In my work, I’m very interested in social issues in general. I believe these are the types of subjects, those that touch on readers’ identities, that are at least partly responsible for my articles being so widely shared. Another important point is story telling. The human brain simply understands information better when it’s explained in the form of a story. What’s interesting about the emergence of new media platforms, is that it’s now possible to tell a story using more relevant, high quality content.
In your work and in your talks, you often mention emotion as a factor that influences whether or not people will want to share something. What emotions should we try to elicit when we’re creating content?
The most powerful emotions are the ones that are most likely to elicit a reaction from people, from a simple share, to a raised awareness of an issue. In the end, that’s the effect I want to have. When I write about a politician who is trying to regulate abortion, or a woman running in the US presidential race, I want to elicit strong feelings, because that’s what will push people to act, whether it’s by getting better informed, by going out and voting in the next election, or by contacting their local elected official to discuss a local issue. When I write, I’m not necessarily thinking about developing content that will be highly sharable online, but more about provoking emotions that will incite people to action. My work over the past few years has shown that this type of content happens to also be highly sharable, and that’s good news!
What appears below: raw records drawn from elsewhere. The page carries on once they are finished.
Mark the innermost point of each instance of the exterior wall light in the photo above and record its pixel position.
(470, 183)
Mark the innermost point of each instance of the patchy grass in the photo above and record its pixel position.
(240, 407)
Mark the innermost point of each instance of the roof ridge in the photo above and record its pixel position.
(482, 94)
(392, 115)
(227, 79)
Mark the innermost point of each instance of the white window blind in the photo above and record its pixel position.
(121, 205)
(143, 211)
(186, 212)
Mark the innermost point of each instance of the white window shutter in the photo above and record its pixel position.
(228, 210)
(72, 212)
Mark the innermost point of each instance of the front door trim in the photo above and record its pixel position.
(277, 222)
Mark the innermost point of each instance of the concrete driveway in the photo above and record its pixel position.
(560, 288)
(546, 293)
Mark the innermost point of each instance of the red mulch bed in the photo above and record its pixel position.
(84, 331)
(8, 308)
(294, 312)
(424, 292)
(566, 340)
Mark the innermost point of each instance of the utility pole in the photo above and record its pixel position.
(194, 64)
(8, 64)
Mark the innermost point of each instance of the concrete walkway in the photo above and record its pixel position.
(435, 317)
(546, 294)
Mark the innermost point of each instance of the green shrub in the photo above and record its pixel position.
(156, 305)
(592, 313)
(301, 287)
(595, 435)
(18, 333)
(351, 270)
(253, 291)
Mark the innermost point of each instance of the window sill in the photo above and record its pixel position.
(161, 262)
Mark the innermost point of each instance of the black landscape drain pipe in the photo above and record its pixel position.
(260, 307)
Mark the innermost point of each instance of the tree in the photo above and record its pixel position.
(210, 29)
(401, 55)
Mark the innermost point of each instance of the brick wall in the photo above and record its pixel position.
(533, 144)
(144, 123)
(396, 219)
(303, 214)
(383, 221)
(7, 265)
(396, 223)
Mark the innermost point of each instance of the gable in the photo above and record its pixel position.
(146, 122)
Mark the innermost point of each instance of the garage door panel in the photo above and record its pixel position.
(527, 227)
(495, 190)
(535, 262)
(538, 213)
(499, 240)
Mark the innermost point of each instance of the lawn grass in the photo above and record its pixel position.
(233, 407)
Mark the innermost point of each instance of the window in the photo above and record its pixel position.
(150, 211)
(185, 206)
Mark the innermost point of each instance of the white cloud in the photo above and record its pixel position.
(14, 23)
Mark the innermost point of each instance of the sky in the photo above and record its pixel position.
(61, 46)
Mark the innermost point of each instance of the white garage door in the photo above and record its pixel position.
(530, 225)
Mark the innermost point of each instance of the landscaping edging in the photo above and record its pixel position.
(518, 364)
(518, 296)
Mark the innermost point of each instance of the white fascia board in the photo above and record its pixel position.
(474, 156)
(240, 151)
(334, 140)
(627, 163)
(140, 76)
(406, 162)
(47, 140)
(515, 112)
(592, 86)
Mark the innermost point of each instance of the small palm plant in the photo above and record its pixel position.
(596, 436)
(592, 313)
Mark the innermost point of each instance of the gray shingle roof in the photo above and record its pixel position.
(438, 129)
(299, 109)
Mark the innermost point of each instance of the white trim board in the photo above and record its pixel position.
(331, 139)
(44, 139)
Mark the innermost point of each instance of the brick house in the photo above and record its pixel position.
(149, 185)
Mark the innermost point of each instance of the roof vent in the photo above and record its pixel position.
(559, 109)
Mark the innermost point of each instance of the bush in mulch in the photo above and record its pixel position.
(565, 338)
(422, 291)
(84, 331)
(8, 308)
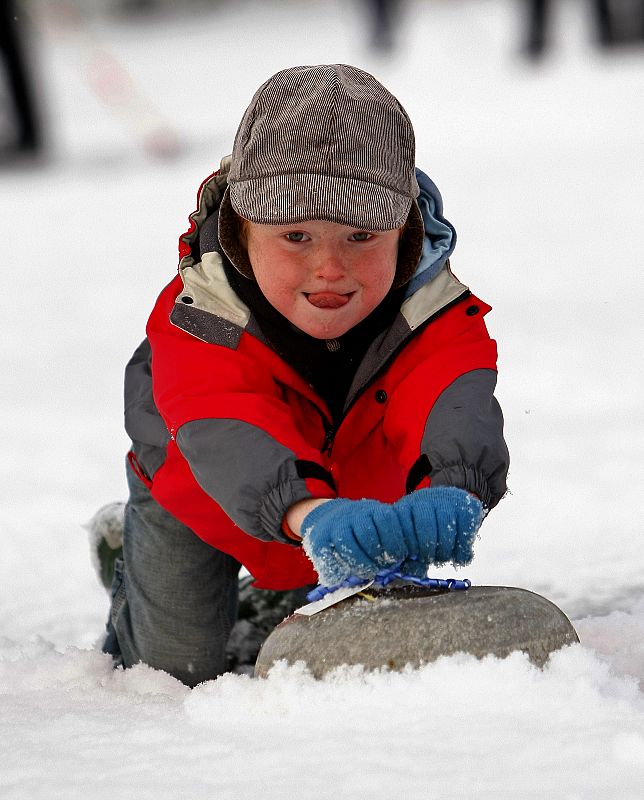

Do you have examples of companies who have succeeded in pulling this off, the way Mic does with millennials?
This is an interesting time for media, where a huge pool of people are interested in an infinite number of things. Also, we’re finding that people are no longer necessarily grouped and targeted by nationality or age, but more by their shared interests.
Buzzfeed has created a very strong model, certainly not perfect, but still interesting in that it has succeeded in building a platform that reaches a vast pool of people, and now has content that goes well beyond the baby animal pictures and trivial lists that were making the rounds for a long time.
I also really like Vox’s model, a current events site whose mission is to make the news accessible to younger generations and people who are less informed on certain issues. It’s a model with the objective of empowering its readership to allow them to better understand their environment and the world they live in.
Finally, what advice would you give to a company or a person trying to build their brand image on social media?
Be authentic. Whether you’re a company, a regular person, or Hilary Clinton, authenticity is among the most sought after qualities. Younger generations were brought up in a largely prefabricated world, surrounded by modified, scripted images. They are looking for an out. Then you have an app like Snapchat, which is a great platform for distributing raw, authentic content, and I think that largely explains its popularity.